Uitspraak 201904799/2/R3


Volledige tekst

201904799/2/R3.
Datum uitspraak: 1 april 2020

AFDELING
BESTUURSRECHTSPRAAK

Uitspraak van de voorzieningenrechter van de Afdeling bestuursrechtspraak van de Raad van State op een verzoek om het treffen van een voorlopige voorziening (artikel 8:81 van de Algemene wet bestuursrecht) hangende het hoger beroep van:

Zorg Anders B.V., gevestigd te Annen, gemeente Aa en Hunze,

verzoekster,

tegen de uitspraak van de voorzieningenrechter van de rechtbank Noord-Nederland (hierna: de rechtbank) van 15 mei 2019 in zaak nr. 18/2888 in het geding tussen:

Zorg Anders

en

het college van burgemeester en wethouders van Aa en Hunze.

Procesverloop

Bij besluit van 28 maart 2018 heeft het college geweigerd om aan Zorg Anders een omgevingsvergunning te verlenen voor het gebruik van de woning op het perceel Borckerveld 16 te Annen als woonlocatie voor een woongroep van maximaal vijf kinderen.

Bij besluit van 5 september 2018 heeft het college het door Zorg Anders daartegen gemaakte bezwaar ongegrond verklaard.

Bij uitspraak van 15 mei 2019 heeft de rechtbank het door Zorg Anders daartegen ingestelde beroep ongegrond verklaard.

Tegen deze uitspraak heeft Zorg Anders hoger beroep ingesteld. Zij heeft de voorzieningenrechter verzocht een voorlopige voorziening te treffen.

Zorg Anders, [belanghebbende A] en [belanghebbende B] en [belanghebbende C] hebben nadere stukken ingediend.

Overwegingen

1.    Partijen waren in het geschil dat betrekking heeft op de weigering van de omgevingsvergunning uitgenodigd voor een zitting van de Afdeling op 19 maart 2020. In verband met de uitbraak van het coronavirus en de in verband daarmee door de overheid getroffen maatregelen kon deze zitting niet doorgaan. Omdat de overgelegde stukken in deze zaak naar het oordeel van de voorzieningenrechter voldoende inzicht bieden in de standpunten van partijen en partijen niet in hun belangen worden geschaad, zal de voorzieningenrechter, gelet op het aanwezige spoedeisend belang, uitspraak doen zonder zitting.

2.    Het oordeel van de voorzieningenrechter heeft een voorlopig karakter en is niet bindend in de bodemprocedure.

3.    Naast het geschil over de weigering van de omgevingsvergunning is sprake van een handhavingszaak. In de handhavingszaak doet zich het volgende voor.

Bij besluit van 26 juni 2019 heeft het college Zorg Anders onder oplegging van een dwangsom gelast om de bedrijfsmatige zorgverlening op het perceel binnen zes maanden na verzending van het besluit te staken en gestaakt te houden.

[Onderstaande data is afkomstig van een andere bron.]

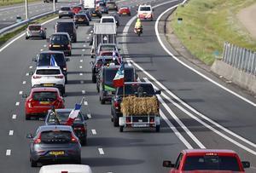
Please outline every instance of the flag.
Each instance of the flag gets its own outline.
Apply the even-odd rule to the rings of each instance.
[[[55,57],[54,57],[53,55],[50,55],[49,66],[58,66],[58,65],[57,65],[57,63],[55,61]]]
[[[78,115],[80,112],[81,107],[82,107],[82,104],[76,103],[75,108],[70,112],[70,113],[68,115],[68,118],[67,118],[65,125],[73,125],[73,121],[78,117]]]
[[[118,72],[113,79],[113,85],[114,87],[122,87],[125,84],[125,63],[122,63]]]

Zorg Anders heeft tegen dit besluit bezwaar gemaakt.

Bij besluit van 6 november 2019 heeft het college besloten de begunstigingstermijn in het besluit van 26 juni 2019 te verlengen tot zes weken na de uitspraak van de Afdeling op het hoger beroep tegen de uitspraak van de rechtbank van 15 mei 2019 in de procedure over de omgevingsvergunning.

Tegen het besluit van 6 november 2019 hebben [belanghebbende C] en zijn echtgenote bezwaar gemaakt. Zij hebben de rechtbank hangende bezwaar tevens verzocht een voorlopige voorziening te treffen.

Bij uitspraak van 14 februari 2020 heeft de rechtbank het verzoek toegewezen, het besluit van 6 november 2019 geschorst tot de dag van bekendmaking van het besluit op het bezwaar van Zorg Anders en de begunstigingstermijn, als bedoeld in het besluit van 26 juni 2019, vastgesteld op de periode tot en met 15 april 2020.

4.    Zorg Anders heeft aan haar verzoek ten grondslag gelegd dat zij, gelet op de uitspraak van de rechtbank van 14 februari 2020, uiterlijk op 15 april 2020 het gebruik van het perceel moet staken en gestaakt moet houden. Het is volgens haar niet eenvoudig om een alternatieve verblijfplaats te vinden voor de kinderen die in de woning op het perceel verblijven. De uitspraak van de rechtbank zou bovendien uiterst ongewenste gevolgen kunnen hebben als de Afdeling op het tegen de uitspraak van de rechtbank van 15 mei 2019 ingestelde hoger beroep zou oordelen dat het college de omgevingsvergunning niet in redelijkheid heeft kunnen weigeren. Zij verzoekt de voorzieningenrechter daarom een voorlopige voorziening te treffen die ertoe strekt dat, hangende het hoger beroep het ervoor gehouden moet worden dat het gebruik van het perceel door Zorg Anders niet strijdig is met het bestemmingsplan of dat een andere ordemaatregel wordt getroffen die de voorzieningenrechter gerade acht.

4.1.    Zorg Anders wil graag hangende het door haar ingestelde hoger beroep het gebruik dat zij van het perceel maakt, voortzetten. Haar verzoek strekt er dan ook in feite toe dat de voorzieningenrechter zelf een tijdelijke omgevingsvergunning zou moeten verlenen voor het gewenste gebruik van het perceel. Daargelaten of Zorg Anders in de bodemzaak uiteindelijk zou kunnen bereiken wat zij thans beoogt, is de voorzieningenrechter van oordeel dat het treffen van een dergelijke voorziening het karakter van een voorlopige voorziening te boven gaat. Het verzoek is in zoverre te verstrekkend en wordt om die reden afgewezen.

4.2.    De voorzieningenrechter wijst er nog dat de in overweging 3 beschreven handhavingsprocedure nog loopt. Zorg Anders kan, mede gelet op de door haar in haar brief van 30 maart 2020 vermelde gewijzigde omstandigheden die zich na de uitspraak van de rechtbank van 14 februari 2020 hebben voorgedaan, bij die rechtbank met toepassing van artikel 8:87 van de Algemene wet bestuursrecht een verzoek tot wijziging van de getroffen voorziening doen dan wel een nieuw verzoek indienen.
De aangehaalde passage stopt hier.